When glorious music and lavish production are accompanied by the introduction of contemporary wit, fashion and fun: WOW. Done well, the avant-garde approach can electrify opera – often perceived as a stuffy and boring art form – for modern audiences.
I view such updating as the equivalent of contemporising theatre or art or any other art form. Like it or not, life moves on and opera should adapt or it risks marginalisation as it becomes increasingly inaccessible to a wider audience.
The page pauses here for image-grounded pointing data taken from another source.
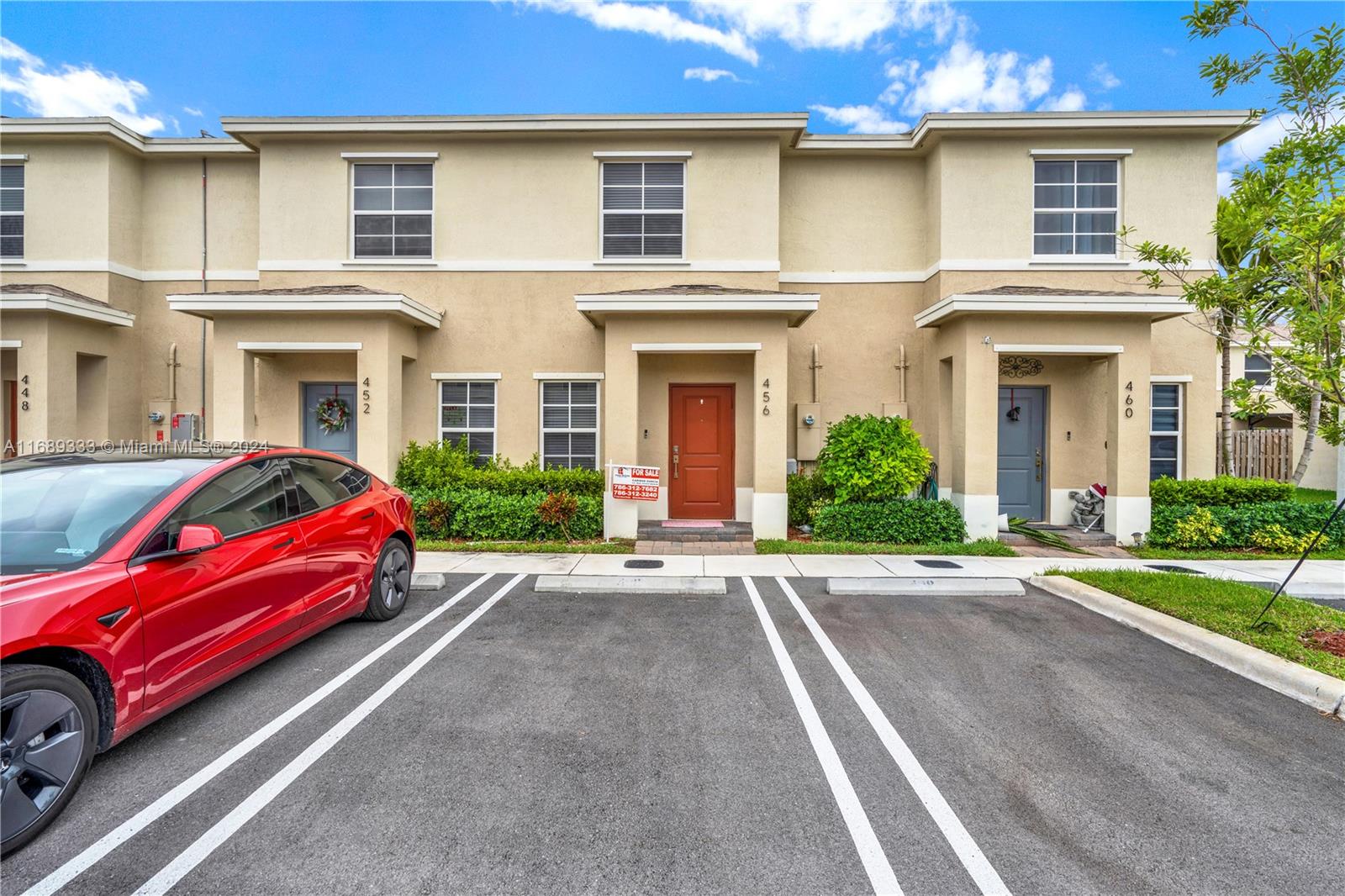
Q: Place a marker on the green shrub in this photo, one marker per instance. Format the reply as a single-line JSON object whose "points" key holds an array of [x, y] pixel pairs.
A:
{"points": [[1221, 492], [1241, 524], [448, 466], [804, 493], [868, 458], [901, 521]]}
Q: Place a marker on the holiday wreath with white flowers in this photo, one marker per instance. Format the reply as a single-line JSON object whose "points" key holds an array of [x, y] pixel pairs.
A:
{"points": [[333, 414]]}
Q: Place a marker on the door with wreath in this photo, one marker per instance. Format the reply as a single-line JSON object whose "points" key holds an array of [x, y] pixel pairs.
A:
{"points": [[330, 417]]}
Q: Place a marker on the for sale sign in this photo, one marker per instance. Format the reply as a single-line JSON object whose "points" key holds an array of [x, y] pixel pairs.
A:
{"points": [[636, 483]]}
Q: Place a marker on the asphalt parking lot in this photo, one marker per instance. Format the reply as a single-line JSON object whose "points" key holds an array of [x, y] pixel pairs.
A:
{"points": [[506, 741]]}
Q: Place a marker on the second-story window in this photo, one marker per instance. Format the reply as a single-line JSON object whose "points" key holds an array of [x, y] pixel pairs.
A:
{"points": [[11, 212], [643, 212], [1075, 206], [394, 210]]}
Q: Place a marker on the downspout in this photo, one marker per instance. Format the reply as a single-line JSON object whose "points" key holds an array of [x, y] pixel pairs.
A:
{"points": [[205, 287]]}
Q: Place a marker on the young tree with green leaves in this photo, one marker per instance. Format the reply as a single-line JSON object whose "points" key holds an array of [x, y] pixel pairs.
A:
{"points": [[1282, 277]]}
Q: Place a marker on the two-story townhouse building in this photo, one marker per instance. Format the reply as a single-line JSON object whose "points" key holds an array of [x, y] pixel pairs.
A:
{"points": [[697, 293]]}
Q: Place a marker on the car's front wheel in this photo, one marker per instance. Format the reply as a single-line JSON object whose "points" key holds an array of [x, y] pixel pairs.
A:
{"points": [[49, 725], [392, 582]]}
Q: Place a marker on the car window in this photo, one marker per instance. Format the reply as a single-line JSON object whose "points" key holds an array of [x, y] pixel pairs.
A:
{"points": [[245, 498], [322, 483]]}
Maybe some would prefer an elitist, or more purist, approach but I see this as a slow death and how sad not to bring such magnificent music and voice to as many people as possible.
So, I was delighted to see Platee Replayed, on Nowness, with a fab short video and introduction to a current production of Rameau’s Platee in Paris:
First performed in Versailles in 1745, today’s adaption of Jean-Philippe Rameau’s Platée by Robert Carsen sees fashion industry figureheads playfully transfigured into haughty gods, with Olympus reimagined as Chanel’s headquarters. “Karl Lagerfeld is an absolutely suitable Jupiter,” says Felipe Sanguinetti, the filmmaker behind this backstage view of Carsen’s riotous production, which also features glimpses of Anna Wintour and Hamish Bowles doubles. On stage Lagerfeld as Jupiter, played by Edwin Crossley-Mercer, runs into domestic difficulty at the hands of his jealous wife Juno, a tweed-clad Coco Chanel. The king of the gods goes on to trick Platée—an overweight fashionista—into a doomed romance. Lady Gaga even puts in an appearance as ‘La Folie’ [Madness]. “Each opera I film or photograph by Robert’s side is a masterclass in how to take a story that was imagined in the mind and turn it into a tangible reality,” says Sanguinetti.
Trills, thrills, frills and fun … what more could a girl ask for from an evening of musical entertainment?